I hope you are swimming through your own transitions as best you can.  I know so many people who are going through some sort of change right now.  Maybe it’s always been that way, but I’m noticing it more now.  I’ve been writing down snippets about how changes to the backyard have made me feel lately:

“I feel like a bag of hammers in the back of a car, or perhaps more exactly like a road flare and a tire iron.  That’s a good thing, right?”

And:

“Today I feel like one of those bean seeds that we planted in the grade school, scooping little handfuls of soil onto our eager seed pods.  I think I moved a nano-particle of soil today, growing a tail and perhaps reaching up a little for the sunlight, and I bet that’s going to blow the socks off whatever kid planted me!”
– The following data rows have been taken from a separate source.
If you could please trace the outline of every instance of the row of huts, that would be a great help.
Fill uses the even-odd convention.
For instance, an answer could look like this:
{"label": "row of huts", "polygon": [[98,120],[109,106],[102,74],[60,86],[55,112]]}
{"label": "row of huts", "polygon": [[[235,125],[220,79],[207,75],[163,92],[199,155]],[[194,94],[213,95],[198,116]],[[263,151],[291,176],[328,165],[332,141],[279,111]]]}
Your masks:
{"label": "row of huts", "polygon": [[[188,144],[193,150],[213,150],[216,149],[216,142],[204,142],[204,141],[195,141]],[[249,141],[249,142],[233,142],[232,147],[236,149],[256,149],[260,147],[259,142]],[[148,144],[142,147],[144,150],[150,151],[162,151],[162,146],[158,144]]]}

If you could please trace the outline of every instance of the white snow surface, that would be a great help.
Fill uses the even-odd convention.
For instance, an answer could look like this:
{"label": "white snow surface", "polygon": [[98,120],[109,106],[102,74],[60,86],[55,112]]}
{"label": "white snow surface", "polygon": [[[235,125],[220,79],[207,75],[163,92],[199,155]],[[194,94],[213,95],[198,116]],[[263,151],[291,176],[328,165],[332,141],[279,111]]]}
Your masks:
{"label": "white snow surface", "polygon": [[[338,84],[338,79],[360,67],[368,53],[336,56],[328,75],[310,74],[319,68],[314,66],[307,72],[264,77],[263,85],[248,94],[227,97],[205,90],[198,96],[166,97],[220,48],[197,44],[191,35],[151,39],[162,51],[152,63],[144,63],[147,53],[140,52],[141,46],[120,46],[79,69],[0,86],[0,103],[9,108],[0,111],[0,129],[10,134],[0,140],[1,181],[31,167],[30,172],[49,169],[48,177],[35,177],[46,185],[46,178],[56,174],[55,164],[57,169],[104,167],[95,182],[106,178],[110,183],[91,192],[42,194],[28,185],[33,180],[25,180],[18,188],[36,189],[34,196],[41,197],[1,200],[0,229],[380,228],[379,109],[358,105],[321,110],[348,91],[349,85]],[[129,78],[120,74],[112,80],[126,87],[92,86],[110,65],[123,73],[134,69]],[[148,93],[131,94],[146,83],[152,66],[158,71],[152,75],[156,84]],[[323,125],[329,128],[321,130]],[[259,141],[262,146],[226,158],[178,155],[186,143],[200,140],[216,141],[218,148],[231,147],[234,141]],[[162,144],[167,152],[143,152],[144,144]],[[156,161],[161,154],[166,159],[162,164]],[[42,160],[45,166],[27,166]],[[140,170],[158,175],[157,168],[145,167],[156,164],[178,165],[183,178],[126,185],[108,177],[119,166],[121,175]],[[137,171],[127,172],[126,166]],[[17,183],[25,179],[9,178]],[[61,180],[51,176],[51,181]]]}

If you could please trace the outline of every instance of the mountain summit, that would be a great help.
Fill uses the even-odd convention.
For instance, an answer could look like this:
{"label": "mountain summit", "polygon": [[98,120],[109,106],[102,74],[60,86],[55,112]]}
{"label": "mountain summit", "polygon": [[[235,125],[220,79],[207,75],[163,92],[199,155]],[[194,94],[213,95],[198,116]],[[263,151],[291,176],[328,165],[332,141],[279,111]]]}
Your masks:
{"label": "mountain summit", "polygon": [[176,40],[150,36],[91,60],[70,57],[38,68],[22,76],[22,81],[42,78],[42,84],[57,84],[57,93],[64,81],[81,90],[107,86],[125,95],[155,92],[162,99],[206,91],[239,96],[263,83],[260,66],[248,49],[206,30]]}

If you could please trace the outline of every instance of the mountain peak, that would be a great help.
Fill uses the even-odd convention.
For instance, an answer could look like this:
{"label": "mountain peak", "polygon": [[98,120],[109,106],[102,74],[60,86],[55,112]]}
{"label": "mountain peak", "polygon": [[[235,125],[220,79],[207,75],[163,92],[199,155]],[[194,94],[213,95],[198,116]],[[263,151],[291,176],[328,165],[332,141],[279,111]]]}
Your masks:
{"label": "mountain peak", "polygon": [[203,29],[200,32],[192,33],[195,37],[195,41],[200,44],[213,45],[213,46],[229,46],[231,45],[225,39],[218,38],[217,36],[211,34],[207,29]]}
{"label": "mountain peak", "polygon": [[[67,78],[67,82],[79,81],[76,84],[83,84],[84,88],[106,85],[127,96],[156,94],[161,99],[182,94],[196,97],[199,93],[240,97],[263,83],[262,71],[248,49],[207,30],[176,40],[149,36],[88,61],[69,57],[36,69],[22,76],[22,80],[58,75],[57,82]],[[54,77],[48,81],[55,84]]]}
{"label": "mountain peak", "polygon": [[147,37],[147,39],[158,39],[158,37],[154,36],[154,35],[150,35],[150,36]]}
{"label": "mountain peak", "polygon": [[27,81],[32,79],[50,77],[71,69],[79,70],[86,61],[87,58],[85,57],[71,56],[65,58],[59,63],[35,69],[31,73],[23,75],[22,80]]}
When Jonathan’s mom spoke at the hand off event where I gave him my old house, she said, “It takes great courage to move toward change, and to jump in without knowing what comes next.  It is awkward, and can be hard to watch from the outside, but it’s absolutely the only way we learn to lean into each other and launch ourselves toward our truest potential.  Change is a gift if we choose to embrace it.”

What I’ve come to know in the backyard is that I’ve gotten some useful practice in leaning into the awkwardness of change, leaning into my community for help, and launching myself in the direction of authenticity. The backyard is changing, as it has been for a while. I’m trying to take the time to be curious about it.  Jolene is like a new shoe I’m trying on, and I’m curious about that too.

Even though all the moves have been completed, the “Tiny to Tinier” story has just begun.